Well, after listening to this chit chat and looking at the clock again, I finally went inside and blew up… well, my version of it.  I know, that was wrong.  With my voice cracking, I asked the nurse why they schedule appointments when they obviously are not ready to service my appointment on time.  I got profuse apologies, but again no explanation.  Personally, apologies don’t cut it for me.  It is just “required” words coming out of the mouth of an employee just trying to placate the irate customer, without much meaning.  Plus, apologies will not speed things up.  I’d much rather be dealt with in a straightforward manner.  If she had just come out into the hallway with an apology and told me what the delay was, and hey, can you wait around another half hour or so, maybe go to the cafeteria and come back.  I can deal with that.  I’d much rather go somewhere else and come back.  Maybe that sounds silly, but at least I’d be informed and then I can deal with the situation much better than being left to hang and hang and hang to the point of exasperation.  Well, that’s me.  Anyway, I felt my temper rising and I curtly told her that I would make another appointment and left.  I was pissed.  Later, I was told that they were ready for me at the exact time that I left.  I think it’s pretty interesting since I was never told that, or I would have stayed.

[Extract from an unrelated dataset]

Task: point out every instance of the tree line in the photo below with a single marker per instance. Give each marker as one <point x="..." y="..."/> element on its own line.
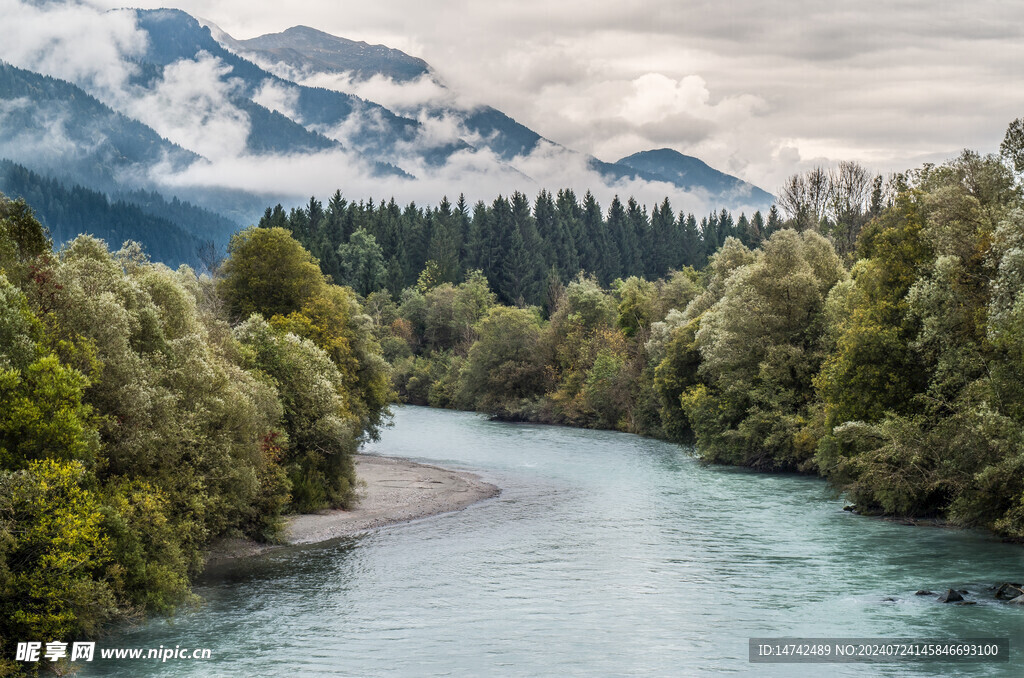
<point x="893" y="370"/>
<point x="146" y="412"/>
<point x="520" y="246"/>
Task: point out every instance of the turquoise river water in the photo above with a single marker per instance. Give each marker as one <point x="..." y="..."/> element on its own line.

People don’t realize the hoops I must jump through just to make this donation, which I do so gladly and with much love.  However, to make this happen, it takes much more than juggling my own schedule.  I must juggle DH’s schedule as well, because I need to make sure that he’s home to pick up our boy from school and for him to cancel anything he’s planning on for that night.  Typically, there is plenty of time in between so this is not inconvenience, but he misses his night out; then I must remind him practically on a daily basis that I have my appointment on such and such a date.  Also, there’s consideration for commuting to the hospital, using gas, then spending extra money on a light meal at the hospital before the donation.  You really need to make sure you have eaten WELL or it’s possible you will get sick, which HAS happened to me.  Finally, the two dollars to pay for parking.   Making sure I have the gas and the extra money is, well, another hoop to be cleared.  No, I don’t plan on bringing my own food… though I do bring my own water.

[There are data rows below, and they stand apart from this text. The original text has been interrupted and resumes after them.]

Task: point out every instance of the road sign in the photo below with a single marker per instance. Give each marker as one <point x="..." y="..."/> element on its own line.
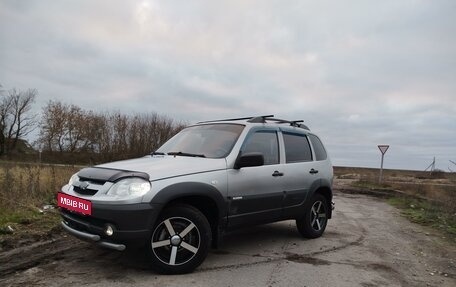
<point x="383" y="148"/>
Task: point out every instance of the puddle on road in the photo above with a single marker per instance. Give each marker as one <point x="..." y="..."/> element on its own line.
<point x="305" y="259"/>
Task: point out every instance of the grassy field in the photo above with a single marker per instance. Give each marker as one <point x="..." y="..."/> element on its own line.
<point x="28" y="192"/>
<point x="423" y="197"/>
<point x="27" y="198"/>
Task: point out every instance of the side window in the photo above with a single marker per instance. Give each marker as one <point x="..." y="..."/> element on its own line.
<point x="265" y="142"/>
<point x="297" y="147"/>
<point x="320" y="152"/>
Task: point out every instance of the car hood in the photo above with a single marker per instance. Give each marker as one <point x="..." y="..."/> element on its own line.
<point x="159" y="167"/>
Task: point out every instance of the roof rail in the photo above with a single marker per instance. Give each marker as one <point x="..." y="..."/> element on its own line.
<point x="263" y="119"/>
<point x="250" y="119"/>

Fast forward a couple of weeks, last Monday, another appointment.  Thankfully, it went without a hitch.  Hemoglobin was a 14… woo hoo, the highest I ever had.  84 minutes to donate a triple unit of platelets.   The low side to this was that this time I forgot my water at home and I had no money to get a little something before donating.  I did eat almost before I left for the hospital and did not get sick.  I got my water there, before the donation, though I’ve got to be careful not to drink too much or I’d have a bursting bladder in the middle of it all….. aaah– no.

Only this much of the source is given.